Now that I’ve done both, I could use the next 500 words to list all the times I misspelled Lake Kashagawigamog.

Instead, I’ll write about the things I won’t remember about Haliburton County and the many, many things I will.

I won’t remember the spotty cell service or the choice of language each Highlands pothole – and the bill for my car’s suspension – provoked, nor many council meetings or provincial funding announcements.

I’ve heard memory described as a camera.

Where you focus determines what your mind captures; what rattles around in your mental film canisters for decades.

I can peer through my mental viewfinder at Salerno Lake, watching a photographer’s eyes light up as he sees his new friend, a loon, that’s arrived for the summer.

“Click” goes the shutter.

Whether it’s reporting on Turtle Guardians tipping a Tupperware of younglings into Head Lake or peering up at hawks and songbirds at sunrise with the Haliburton Highlands Land Trust, I’ve been lucky enough to snap photos, both literal and figurative, of so many people who have sparked my own fascination and increasing reverence for flora and fauna.

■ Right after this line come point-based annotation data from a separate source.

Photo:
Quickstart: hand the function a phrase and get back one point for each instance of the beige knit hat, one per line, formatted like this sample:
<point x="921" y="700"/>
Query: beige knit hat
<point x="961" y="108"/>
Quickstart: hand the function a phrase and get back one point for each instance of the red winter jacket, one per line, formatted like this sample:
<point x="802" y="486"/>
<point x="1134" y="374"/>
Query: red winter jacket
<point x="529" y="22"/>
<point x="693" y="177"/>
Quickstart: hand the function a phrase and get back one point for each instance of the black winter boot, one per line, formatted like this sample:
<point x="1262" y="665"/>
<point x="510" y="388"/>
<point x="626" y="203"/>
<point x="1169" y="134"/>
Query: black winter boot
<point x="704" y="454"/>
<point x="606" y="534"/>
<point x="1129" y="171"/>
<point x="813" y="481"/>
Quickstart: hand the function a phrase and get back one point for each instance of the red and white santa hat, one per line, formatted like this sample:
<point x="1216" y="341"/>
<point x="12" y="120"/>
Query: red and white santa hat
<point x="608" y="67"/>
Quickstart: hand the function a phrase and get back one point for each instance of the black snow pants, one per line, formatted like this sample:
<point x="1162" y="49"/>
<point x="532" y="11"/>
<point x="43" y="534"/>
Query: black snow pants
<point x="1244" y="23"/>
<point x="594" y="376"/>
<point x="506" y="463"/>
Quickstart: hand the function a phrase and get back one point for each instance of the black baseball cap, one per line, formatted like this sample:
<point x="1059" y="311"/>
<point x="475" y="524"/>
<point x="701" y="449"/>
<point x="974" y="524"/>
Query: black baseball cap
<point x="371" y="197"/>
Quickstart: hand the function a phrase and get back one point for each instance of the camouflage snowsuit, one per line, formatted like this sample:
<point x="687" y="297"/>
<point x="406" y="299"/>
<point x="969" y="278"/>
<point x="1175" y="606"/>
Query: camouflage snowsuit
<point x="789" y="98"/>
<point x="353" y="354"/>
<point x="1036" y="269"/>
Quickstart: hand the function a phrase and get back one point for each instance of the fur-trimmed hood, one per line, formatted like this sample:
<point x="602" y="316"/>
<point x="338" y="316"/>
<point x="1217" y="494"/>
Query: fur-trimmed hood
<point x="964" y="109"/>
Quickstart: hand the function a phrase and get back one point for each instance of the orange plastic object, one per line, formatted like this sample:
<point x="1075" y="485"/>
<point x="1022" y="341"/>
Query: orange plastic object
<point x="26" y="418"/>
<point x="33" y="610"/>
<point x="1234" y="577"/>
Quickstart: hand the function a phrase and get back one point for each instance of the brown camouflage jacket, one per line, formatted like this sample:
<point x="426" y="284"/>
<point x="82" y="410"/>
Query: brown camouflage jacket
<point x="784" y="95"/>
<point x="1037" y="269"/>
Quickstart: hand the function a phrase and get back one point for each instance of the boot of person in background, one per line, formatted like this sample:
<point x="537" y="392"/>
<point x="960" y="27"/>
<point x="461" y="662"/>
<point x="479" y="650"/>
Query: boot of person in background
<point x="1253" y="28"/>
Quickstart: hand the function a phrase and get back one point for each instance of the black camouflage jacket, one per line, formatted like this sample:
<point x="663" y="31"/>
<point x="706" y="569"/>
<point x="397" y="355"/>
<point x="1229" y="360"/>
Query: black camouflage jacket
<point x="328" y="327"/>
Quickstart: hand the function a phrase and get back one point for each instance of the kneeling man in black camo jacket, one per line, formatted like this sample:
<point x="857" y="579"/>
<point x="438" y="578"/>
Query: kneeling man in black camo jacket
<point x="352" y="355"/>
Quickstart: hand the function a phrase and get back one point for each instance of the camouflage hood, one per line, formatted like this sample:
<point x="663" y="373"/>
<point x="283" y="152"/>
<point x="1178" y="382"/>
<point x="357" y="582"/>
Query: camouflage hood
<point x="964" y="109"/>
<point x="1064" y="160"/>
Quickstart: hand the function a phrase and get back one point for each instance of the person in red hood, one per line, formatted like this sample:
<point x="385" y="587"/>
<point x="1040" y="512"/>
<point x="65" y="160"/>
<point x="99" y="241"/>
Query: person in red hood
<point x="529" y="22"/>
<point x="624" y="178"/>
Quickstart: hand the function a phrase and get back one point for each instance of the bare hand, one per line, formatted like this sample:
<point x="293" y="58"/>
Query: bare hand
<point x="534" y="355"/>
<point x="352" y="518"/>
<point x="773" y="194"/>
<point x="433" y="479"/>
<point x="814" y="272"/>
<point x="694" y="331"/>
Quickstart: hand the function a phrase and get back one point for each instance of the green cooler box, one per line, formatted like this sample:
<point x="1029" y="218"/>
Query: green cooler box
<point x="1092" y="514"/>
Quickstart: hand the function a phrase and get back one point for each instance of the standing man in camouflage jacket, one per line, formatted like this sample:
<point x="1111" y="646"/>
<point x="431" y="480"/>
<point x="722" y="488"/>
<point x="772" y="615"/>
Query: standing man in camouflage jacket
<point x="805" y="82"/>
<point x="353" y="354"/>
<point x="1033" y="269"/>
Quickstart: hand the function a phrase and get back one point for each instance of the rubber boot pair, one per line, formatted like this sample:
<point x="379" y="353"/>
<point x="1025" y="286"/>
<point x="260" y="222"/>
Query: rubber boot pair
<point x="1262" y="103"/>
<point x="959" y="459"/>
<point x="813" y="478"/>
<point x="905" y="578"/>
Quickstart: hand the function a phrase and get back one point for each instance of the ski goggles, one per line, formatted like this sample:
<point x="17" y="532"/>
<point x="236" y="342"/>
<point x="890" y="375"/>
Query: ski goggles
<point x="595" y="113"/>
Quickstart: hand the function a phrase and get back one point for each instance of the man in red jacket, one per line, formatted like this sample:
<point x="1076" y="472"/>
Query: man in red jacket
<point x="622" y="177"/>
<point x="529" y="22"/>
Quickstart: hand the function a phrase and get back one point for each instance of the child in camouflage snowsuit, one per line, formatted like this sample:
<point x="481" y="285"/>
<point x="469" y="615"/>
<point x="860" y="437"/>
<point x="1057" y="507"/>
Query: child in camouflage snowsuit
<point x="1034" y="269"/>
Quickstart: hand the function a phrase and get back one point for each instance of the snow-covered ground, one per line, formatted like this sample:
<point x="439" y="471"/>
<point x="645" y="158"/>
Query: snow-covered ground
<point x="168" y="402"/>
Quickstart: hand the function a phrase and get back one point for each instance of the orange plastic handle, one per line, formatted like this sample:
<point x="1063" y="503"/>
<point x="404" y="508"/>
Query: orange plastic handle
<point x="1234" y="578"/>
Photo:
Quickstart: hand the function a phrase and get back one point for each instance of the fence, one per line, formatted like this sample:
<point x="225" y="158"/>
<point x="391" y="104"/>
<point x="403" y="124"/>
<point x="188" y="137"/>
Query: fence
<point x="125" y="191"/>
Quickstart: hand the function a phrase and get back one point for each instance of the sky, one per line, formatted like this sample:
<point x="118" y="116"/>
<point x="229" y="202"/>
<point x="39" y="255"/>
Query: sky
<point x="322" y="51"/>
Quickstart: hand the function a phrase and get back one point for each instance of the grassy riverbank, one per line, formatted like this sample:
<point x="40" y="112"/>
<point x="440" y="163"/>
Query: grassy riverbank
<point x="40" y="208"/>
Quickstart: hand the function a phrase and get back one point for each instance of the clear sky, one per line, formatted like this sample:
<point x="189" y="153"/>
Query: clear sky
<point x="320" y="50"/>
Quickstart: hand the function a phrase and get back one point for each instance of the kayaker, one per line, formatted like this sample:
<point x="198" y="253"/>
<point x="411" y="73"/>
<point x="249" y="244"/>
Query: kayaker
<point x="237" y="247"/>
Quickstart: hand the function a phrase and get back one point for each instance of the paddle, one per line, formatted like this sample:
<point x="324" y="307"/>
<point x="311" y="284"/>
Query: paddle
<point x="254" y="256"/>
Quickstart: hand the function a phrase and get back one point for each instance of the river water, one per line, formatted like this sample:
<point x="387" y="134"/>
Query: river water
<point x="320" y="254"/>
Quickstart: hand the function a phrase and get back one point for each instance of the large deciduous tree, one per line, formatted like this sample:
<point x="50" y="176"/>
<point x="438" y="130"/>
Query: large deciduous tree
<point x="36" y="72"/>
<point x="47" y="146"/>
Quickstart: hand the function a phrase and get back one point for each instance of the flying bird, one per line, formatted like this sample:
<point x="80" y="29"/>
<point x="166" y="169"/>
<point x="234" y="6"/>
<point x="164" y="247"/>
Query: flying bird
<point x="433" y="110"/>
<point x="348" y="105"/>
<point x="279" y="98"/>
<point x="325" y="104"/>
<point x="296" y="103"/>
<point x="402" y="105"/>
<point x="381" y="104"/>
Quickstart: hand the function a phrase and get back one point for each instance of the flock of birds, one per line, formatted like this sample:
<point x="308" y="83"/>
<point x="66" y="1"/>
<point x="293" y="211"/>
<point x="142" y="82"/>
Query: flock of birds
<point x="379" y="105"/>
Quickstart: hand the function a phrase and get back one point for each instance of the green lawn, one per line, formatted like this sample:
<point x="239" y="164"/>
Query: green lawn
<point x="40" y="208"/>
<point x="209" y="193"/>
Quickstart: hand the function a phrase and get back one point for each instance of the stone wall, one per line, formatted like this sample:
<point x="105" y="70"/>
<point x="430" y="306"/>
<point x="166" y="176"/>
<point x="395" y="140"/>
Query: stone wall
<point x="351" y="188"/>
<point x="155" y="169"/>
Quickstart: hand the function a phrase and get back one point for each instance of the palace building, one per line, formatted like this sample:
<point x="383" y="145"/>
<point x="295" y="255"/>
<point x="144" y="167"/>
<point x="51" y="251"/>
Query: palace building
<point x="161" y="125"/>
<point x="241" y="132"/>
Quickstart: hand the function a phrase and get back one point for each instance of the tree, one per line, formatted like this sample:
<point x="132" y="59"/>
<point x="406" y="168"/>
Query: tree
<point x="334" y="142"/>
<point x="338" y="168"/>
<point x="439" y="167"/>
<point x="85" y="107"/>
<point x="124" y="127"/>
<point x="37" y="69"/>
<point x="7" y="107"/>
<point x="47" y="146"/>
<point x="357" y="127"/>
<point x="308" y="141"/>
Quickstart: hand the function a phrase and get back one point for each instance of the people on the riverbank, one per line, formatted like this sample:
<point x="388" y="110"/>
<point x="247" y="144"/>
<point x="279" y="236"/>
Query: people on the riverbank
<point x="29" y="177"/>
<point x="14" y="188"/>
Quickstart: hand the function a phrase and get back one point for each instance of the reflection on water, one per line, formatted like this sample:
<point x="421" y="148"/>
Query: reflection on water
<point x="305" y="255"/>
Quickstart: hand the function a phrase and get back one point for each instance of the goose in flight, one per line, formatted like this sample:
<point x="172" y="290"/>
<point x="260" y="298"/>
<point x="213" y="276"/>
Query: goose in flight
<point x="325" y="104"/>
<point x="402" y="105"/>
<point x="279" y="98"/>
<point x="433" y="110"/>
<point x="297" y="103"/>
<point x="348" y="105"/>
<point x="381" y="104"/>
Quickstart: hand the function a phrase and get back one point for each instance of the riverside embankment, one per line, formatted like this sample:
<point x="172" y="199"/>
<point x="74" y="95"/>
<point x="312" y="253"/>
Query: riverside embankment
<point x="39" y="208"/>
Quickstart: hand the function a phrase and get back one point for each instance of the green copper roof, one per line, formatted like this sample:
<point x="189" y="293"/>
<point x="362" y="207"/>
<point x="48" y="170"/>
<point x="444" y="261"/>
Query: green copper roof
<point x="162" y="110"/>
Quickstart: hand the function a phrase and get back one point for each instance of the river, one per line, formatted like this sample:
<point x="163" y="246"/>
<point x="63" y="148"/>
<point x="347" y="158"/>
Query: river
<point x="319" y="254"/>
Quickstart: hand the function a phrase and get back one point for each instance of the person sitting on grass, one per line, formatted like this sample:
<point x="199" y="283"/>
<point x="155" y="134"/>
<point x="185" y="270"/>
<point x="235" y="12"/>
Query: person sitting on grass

My mental memory card has lots on the arts community.

Haliburton County is rich in creative talent. I’ll remember pain and joy reverberating from the Highlands Opera Studio’s Eugene Onegin. I still hear parents and loved ones whoop and cheer watching the last performance of the Haliburton Dance Academy or Camexicanus’ School of Rock.

I’ll remember a painter’s brushstrokes dancing across a canvas, silenced by the roar of the Gull River, and Glebe Park sculptures emerging from the mist as if they were sentinels of the forest.

I believe the health of Haliburton County is dependent on a thriving and supported arts community.

I’ve many a mental picture of the “do” people. Haliburton County is built by passionate people from Irondale to Cardiff to Dorset. The belief so many Highlanders have in their own community took the edge off cynicism, which began to harden after a difficult few years of COVID-19 (and too much time reading Facebook comments from the “say” people).

But in my pictures of Haliburton County, both brokenness and beauty fill the frame.

Near multi-million-dollar cottages, families spend winters with the heat cranked low and sparse cupboards.

Anger over short-term rentals and shoreline bylaws spills off keyboards and bounces off internet towers that spark anger too. Patients drive hours for medical procedures or wait years to find a family doctor. The community’s economy creaks under the strain of staff shortages and an aging workforce.

I count myself lucky to have met so many passionate defenders and advocates of this place who are fighting for its future. I was lucky to work with so many, too.

Working for The Highlander has been the best job I’ve ever had. I’ll be exploring my passions in art for a little bit, before seeing what other adventures I can get up to before I feel like settling down.

But since I’m leaving, I can let you in on a secret: The Highlander is biased. The best community newspapers always are. This publication unapologetically stands with Haliburton County and its communities, wildlife, people and stories.

It’s been an honour to be part of that mission. “Click.”